Back in the laundry he sent their things through the wringer and hung everything to dry on the temporary lines strung on the aft deck between trips. Then he looked closely at the girl. “When’s the last time you washed yourself?”
Lily shrugged.
“Do you know how to wash yourself, or does August do it?”
She rubbed her nose. “I can wash if you soap the cloth.”
He led her back to her cabin, where August was snoring, drew a sink of water, put her on a stool, soaped up a washcloth, and told her to take everything off and scrub herself good all over, then rinse the rag clean and wipe off the soap and put on her clean clothes.

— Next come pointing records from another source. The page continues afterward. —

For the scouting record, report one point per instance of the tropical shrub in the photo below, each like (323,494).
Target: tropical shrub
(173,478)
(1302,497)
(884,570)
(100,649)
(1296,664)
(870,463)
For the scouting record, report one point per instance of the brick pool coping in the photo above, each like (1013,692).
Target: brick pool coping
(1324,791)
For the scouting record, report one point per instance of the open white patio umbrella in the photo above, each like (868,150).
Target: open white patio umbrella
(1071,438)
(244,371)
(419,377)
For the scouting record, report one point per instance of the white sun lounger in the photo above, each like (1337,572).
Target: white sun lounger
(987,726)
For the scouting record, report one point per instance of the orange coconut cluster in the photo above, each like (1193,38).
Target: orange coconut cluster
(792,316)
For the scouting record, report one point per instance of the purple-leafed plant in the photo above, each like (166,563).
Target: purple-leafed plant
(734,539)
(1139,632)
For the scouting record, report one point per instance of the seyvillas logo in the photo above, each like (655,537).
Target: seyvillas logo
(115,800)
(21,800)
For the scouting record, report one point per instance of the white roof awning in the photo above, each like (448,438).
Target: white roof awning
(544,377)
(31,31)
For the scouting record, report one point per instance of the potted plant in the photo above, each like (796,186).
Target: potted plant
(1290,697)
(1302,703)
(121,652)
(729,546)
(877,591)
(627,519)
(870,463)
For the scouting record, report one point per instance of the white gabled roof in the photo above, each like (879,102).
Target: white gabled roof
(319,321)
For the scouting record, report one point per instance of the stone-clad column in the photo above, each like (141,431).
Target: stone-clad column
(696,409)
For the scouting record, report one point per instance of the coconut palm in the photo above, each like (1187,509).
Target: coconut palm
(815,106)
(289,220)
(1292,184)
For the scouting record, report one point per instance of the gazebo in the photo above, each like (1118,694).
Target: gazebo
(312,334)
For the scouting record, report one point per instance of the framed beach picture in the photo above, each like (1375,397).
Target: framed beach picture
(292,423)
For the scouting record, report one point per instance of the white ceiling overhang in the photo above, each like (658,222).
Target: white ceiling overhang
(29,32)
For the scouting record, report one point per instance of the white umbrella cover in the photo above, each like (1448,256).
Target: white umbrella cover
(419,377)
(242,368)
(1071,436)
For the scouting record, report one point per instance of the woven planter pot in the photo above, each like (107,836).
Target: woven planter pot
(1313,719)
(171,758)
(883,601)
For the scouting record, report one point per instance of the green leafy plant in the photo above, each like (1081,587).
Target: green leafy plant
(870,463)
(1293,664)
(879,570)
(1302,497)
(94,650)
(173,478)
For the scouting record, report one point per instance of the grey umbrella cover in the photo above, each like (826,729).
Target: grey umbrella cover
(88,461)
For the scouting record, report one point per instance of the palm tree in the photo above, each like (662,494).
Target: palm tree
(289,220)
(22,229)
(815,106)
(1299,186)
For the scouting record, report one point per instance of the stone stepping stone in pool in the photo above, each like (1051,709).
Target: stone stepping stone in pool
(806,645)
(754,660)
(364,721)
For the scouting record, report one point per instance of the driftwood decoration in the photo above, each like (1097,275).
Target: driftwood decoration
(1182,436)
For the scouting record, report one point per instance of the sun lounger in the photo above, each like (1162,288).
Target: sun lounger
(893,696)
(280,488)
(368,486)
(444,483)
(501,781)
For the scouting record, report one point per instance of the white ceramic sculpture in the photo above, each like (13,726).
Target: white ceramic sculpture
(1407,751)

He would wait for her out on deck.
“I can’t put on my socks
when my feets are wet.”
“Just come out dressed and I’ll put your socks on.”
He sagged against the rail, something in his head spiking against his skullbones, a pain that should have been fatal.
In half an hour she came out and the little dress was on backwards. One of the cooks was coming down the Texas rail. “Oh, for gosh sake,” she said, pulling the dress off and turning it around on her. She cast Sam a malevolent look and walked on, saying over her shoulder, “You got to watch that baby, now.”
They went onto the dance floor, and he sat at the piano’s keyboard and closed his eyes, trying to ignore the pain at the back of his head. He felt her climb onto the bench, and he kept his eyes closed.
“You sleeping, Mr. Lucky?”
He began sorting through the books of music on the rack and found a simple waltz. “Do you want to sing?”
He knew she wouldn’t. He had tried to coach her on a few songs that August said she knew, but when she sang, she dragged the notes and ignored the timing. Sometimes she just whined. Neither one of them knew what was wrong with her. “Look at that mark. It’s an F. Can you find F on the piano?”
She pressed down middle F, the single note buzzing out over the hardwood.
“When the mark is in the blank line above, it’s an A, and then a C.” He went on, and she touched the notes. He looked into her corn-flower eyes. “Is a sharp up or down?”
“Up.”
“How much did your father teach you?”
“Those notes. F-A-C-E and E-G-B-D-F. He’s going to teach me to count.”
He was sick to his stomach and dizzy, and the bandage on the back of his head felt hot, but when Lily said this, he spiraled down into a new dimension of pain-of darkness, even. “Who is?” he whispered, putting an arm around her.
She looked at her shoes. “Nobody.”
He felt in her posture some notion that had not occurred to her before, that people disappear in a manner she might never understand. She began to cry gently, but he knew she didn’t really comprehend why she was sad. Someone had told her that her father had gone to heaven, then someone told her that her mother had gone to the same place, and none of it made the least sense to her because she was in the eternal present tense of childhood where the motion of life keeps your mind busy, and the future and the past don’t even exist. He felt sick for her, but terrible for himself as well, for the thin shoulder he cupped in his right hand might have been his own sister’s or brother’s, and then he was crushed by a deeper understanding of what he had lost back before he knew what loss was. He didn’t know such a feeling could come so late, and to keep from crying in front of her, he grabbed a music book and started playing the first piece that opened up, a waltz called “Falling Waters,” and he began explaining the three-four rhythm. Lily’s head raised up and scanned the page. It was a simple piece with single bass notes, and she crossed behind him and stood on his left, poking out G and C more or less in time, watching his fingers complete the chords. He began to have the strange feeling that they were playing into the future, a place where there was no baggage to carry.